Members of the House Budget Committee are discussing topline numbers for the FY18 appropriations process and according to media reports the draft budget resolution proposes to cut non-defense discretionary programs by $7 billion in FY18 and $200 billion from mandatory spending over the next decade. However, according to an article in Politico, centrist House Republicans are planning to send a letter to Speaker Ryan which encourages, “GOP leaders to work with Democrats to reach a budget agreement setting higher spending levels for fiscal year 2018.”

If Congress does not reach a budget agreement, current law stipulates sequester level caps on non-defense discretionary programs which would result in a $3 billion decrease from fiscal year 2017 or a 3-4 percent across the board cut, depending on how the appropriations bills are written.

As of today, it is unclear how Congress will proceed on the federal budget. ASTHO will continue to partner with the broader public health community and urge Congress to avoid making further reductions to non-defense discretionary programs and replace sequestration cuts through a package that is balanced both in how such relief is paid for and how it is applied to defense and NDD programs.

House Energy and Commerce Subcommittee Hearing on “Combating the Opioid Crisis: Battle in the States.”

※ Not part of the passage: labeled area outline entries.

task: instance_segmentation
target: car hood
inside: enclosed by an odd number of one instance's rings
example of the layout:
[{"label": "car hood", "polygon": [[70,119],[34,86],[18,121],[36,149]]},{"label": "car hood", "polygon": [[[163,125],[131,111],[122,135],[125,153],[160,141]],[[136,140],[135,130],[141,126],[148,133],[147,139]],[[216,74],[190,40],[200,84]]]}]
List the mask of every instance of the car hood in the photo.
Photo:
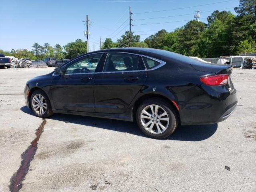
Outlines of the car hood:
[{"label": "car hood", "polygon": [[31,84],[33,82],[40,82],[42,81],[46,81],[49,80],[52,80],[53,76],[52,74],[54,72],[54,71],[51,72],[51,73],[46,74],[46,75],[40,75],[40,76],[37,76],[34,77],[34,78],[30,79],[27,82],[27,84]]}]

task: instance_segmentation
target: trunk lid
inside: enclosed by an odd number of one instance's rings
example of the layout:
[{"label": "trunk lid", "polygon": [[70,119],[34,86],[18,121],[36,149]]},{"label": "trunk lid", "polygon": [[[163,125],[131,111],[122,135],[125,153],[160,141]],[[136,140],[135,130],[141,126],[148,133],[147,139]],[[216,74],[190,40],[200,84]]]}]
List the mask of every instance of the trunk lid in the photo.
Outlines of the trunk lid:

The House Energy and Commerce Subcommittee on Oversight and Investigations, chaired by Rep. Tim Murphy (R-PA) announced a hearing entitled, “Combating the Opioid Crisis Battle in the States.” This hearing is scheduled for next Wednesday, July 12 at 10 a.m. According to an announcement made by the subcommittee the purpose of this hearing is to hear from state officials about current challenges in combating the epidemic, ways the federal government can assist and an update on their efforts that have begun to make a difference.

ASTHO is currently in contact with the subcommittee to learn more about the hearing and will provide more information as it becomes available.

Senator Urges HHS to Provide Resources for Lyme Disease

This week, Senator Schumer (D-NY) issued a press release urging HHS to fully implement legislation to increase research, vaccine development and treatment strategies for tick-borne diseases, including Lyme disease.  In addition, the new law established a working group to make recommendations on existing programs and research and to prepare a report summarizing these recommendations as well as current federal research efforts related to Lyme disease and other tick-borne diseases.

ASTHO will monitor these developments and provide an update on the response from HHS.